Seriously, I can’t keep track of the weekend recaps I’ve heard from my friends who got drunkface and did something with someone that they regret. Whether it’s hooking up with someone inappropriate and disgusting or merely hooking up with someone sooner than expected, alcohol was often the catalyst for Sunday morning woes of despair over brunch. There was recently an article posted on Jezebel that confirmed my suspicions that people often use alcohol as a (wobbly at best) crutch. College culture totally condones drunken sexual shenanigans, and while I don’t want to be all judgmental and conservative, I can’t help but find this trend alarming.
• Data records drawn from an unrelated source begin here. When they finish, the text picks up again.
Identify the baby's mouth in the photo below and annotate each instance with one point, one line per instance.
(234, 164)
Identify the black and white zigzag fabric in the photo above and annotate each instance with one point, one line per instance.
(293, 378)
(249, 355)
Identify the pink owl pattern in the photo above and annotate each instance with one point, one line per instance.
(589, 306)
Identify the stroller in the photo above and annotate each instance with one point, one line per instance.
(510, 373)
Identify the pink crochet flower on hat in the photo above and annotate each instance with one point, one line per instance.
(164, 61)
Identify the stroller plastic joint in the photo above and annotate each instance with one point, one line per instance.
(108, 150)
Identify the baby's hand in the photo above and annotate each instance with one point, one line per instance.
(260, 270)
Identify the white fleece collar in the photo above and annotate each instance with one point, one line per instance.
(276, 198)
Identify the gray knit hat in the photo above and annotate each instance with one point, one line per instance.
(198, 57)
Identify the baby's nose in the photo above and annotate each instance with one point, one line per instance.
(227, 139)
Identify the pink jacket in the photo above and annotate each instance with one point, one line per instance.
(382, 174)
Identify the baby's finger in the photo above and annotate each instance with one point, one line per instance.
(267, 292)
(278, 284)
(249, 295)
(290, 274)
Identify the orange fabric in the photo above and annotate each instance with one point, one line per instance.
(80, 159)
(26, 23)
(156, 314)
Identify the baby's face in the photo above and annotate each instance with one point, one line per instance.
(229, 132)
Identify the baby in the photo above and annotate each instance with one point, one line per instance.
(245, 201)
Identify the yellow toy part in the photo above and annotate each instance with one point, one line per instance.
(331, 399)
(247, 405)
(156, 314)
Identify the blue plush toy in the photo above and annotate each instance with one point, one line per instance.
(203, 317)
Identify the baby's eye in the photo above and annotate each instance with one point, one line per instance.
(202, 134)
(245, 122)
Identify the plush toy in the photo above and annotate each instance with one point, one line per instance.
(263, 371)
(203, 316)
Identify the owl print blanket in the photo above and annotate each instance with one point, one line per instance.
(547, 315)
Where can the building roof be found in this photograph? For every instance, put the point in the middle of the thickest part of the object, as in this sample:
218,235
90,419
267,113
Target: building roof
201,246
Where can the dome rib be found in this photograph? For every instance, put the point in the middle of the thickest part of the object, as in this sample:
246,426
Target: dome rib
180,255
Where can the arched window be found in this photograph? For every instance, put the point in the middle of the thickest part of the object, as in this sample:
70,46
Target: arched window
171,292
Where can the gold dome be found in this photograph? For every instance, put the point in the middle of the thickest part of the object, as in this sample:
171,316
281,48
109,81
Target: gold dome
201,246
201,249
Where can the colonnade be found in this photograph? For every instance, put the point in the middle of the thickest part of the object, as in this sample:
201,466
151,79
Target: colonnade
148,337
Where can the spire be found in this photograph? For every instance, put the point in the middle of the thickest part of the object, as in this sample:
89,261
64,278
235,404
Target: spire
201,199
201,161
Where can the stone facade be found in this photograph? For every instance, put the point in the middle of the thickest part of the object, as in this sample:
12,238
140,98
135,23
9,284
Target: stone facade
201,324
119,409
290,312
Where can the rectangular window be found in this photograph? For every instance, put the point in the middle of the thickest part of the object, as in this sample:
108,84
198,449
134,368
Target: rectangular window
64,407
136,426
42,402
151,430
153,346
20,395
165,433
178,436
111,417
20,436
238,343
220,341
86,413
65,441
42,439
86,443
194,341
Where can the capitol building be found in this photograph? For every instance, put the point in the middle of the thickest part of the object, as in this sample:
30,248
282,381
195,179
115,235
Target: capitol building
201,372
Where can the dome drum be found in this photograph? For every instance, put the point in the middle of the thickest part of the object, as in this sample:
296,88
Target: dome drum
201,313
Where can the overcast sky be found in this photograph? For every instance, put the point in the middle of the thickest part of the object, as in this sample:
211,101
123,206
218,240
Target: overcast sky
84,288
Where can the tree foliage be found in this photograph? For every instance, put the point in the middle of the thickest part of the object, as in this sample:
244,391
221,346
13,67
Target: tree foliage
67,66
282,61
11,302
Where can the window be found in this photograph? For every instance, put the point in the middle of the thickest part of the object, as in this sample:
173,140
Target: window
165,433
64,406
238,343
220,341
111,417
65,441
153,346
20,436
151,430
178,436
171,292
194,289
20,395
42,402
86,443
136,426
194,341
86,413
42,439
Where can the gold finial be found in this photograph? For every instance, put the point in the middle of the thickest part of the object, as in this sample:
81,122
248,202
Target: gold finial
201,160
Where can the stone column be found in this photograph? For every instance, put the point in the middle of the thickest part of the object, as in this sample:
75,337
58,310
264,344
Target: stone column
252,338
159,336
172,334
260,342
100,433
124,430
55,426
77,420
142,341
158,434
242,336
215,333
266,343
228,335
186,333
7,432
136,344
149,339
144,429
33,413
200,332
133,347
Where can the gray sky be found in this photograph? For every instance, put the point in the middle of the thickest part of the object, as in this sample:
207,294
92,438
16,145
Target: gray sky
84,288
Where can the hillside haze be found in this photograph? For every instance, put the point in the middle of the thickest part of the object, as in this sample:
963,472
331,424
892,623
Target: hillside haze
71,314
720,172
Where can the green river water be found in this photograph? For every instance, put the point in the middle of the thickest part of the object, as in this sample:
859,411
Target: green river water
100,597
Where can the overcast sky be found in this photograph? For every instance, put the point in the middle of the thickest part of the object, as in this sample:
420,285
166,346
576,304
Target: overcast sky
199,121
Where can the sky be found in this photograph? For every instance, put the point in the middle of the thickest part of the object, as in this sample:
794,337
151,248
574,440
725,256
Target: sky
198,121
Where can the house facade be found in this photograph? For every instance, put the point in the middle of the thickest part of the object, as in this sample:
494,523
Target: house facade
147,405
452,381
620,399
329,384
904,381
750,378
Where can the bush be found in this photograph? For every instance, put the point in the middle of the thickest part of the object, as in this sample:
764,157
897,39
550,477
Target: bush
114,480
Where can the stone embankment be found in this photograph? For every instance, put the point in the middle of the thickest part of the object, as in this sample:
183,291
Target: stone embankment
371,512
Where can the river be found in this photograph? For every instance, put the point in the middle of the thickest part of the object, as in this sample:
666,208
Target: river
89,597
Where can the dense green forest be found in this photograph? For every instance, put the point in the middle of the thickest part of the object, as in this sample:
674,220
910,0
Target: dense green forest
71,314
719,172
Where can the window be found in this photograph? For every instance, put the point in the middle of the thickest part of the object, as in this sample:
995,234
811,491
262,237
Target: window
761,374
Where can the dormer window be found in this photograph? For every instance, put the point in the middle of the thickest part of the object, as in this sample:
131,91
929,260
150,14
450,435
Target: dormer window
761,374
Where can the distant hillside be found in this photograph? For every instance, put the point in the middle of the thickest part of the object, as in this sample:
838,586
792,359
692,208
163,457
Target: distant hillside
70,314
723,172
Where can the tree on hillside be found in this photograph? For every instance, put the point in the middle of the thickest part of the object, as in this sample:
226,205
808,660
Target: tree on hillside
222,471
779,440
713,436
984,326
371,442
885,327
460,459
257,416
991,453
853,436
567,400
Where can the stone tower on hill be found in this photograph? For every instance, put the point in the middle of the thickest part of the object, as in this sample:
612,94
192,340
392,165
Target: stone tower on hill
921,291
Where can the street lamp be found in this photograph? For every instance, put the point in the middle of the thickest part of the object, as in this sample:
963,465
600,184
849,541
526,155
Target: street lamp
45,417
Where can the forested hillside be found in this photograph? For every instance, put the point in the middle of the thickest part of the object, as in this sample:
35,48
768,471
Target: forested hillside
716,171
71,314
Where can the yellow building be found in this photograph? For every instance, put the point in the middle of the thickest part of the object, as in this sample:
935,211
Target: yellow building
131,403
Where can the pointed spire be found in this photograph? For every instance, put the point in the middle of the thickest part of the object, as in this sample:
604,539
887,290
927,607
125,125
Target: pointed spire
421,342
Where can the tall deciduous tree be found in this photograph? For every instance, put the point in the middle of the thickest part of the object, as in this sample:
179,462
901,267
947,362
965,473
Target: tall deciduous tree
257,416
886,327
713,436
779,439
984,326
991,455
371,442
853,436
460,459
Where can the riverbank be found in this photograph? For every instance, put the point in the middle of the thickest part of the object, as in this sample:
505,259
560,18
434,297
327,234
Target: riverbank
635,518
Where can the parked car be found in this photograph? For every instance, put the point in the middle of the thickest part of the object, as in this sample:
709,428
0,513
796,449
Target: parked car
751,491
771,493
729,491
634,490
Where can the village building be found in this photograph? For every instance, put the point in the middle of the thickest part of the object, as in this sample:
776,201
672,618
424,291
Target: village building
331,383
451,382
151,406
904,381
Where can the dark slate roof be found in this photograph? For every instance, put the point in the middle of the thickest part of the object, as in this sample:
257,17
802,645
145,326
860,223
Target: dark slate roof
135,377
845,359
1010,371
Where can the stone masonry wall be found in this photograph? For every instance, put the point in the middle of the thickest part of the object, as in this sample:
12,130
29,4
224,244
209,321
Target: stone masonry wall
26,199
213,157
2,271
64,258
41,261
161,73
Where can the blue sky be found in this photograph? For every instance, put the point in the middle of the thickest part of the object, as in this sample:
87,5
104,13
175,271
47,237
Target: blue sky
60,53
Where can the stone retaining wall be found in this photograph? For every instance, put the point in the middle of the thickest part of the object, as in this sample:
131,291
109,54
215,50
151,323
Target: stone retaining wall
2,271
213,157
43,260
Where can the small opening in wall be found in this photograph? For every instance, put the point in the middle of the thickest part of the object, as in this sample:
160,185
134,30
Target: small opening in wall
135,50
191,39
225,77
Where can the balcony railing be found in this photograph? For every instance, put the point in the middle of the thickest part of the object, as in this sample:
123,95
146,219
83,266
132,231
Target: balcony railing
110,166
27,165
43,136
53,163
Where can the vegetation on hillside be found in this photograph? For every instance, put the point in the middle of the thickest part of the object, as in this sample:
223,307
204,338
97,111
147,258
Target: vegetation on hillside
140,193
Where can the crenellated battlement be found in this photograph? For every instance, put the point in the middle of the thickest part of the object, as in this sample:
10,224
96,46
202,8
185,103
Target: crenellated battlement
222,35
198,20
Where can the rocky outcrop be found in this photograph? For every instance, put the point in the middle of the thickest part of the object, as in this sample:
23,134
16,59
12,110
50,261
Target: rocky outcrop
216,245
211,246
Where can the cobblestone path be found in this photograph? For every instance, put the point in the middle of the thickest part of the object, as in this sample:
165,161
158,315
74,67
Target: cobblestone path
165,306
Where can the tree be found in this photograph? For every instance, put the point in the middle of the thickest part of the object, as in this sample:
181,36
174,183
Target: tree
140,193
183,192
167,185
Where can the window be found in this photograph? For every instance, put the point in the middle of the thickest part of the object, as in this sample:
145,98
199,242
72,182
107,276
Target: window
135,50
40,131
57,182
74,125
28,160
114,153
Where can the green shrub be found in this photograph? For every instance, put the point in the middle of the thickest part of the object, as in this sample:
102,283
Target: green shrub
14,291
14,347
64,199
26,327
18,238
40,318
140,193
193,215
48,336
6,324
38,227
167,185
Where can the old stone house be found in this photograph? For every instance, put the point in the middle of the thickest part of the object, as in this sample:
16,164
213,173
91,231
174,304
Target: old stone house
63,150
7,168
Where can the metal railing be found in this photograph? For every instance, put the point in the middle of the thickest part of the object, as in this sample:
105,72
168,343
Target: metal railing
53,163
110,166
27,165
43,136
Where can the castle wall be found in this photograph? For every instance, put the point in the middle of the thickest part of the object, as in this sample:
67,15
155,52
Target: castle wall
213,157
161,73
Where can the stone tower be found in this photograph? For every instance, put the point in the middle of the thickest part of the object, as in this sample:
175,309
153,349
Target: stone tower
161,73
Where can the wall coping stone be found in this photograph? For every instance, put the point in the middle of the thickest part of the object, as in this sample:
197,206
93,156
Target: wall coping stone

I’m the queen of awkward social interaction, so I totally understand the appeal of drinking until you can’t feel your feelings any more, because it suddenly becomes a lot easier to relate to people. But there’s a difference between having enough drinks to be relaxed, and drinking until you’re making decisions that you don’t even want to associate yourself with. Seeing as how hooking up is intrinsically intimate,  I think it’s something that you should always be capable of consenting to.  The issue of consent is one of extreme importance, because it’s important to be in a state of mind to communicate what you want before miscommunication turns into sexual assault or rape.

On a less heavy note, it’ really doesn’t seem like it’s in anyone’s best interests to consistently engage in behavior they’re ashamed of. It’s not conducive to being happy, and it’s not conducive to feeling pleasure. Sex is complicated and wrought with potential problems, but at the end of the day, sex is supposed to feel good. You shouldn’t feel icky or disgusting. You shouldn’t feel a knot in your stomach. You shouldn’t finish a session and be unable to sleep because you’ve sobered up, realized what you’ve done, and you’re trembling from anxiety and nausea. If you choose to talk about your sexcapades with someone, you shouldn’t use disparaging adjectives to describe how you feel about yourself afterwards. Even if the experience sucked, it should suck because you two were incompatible for whatever reason, not because it wasn’t something you intended or really wanted to do.

I’m not saying that people shouldn’t drink and hookup, or that the only fulfilling life is a sober one. I do think, however, that if you are using anything other than your own desire as an excuse to do something, that’s not okay.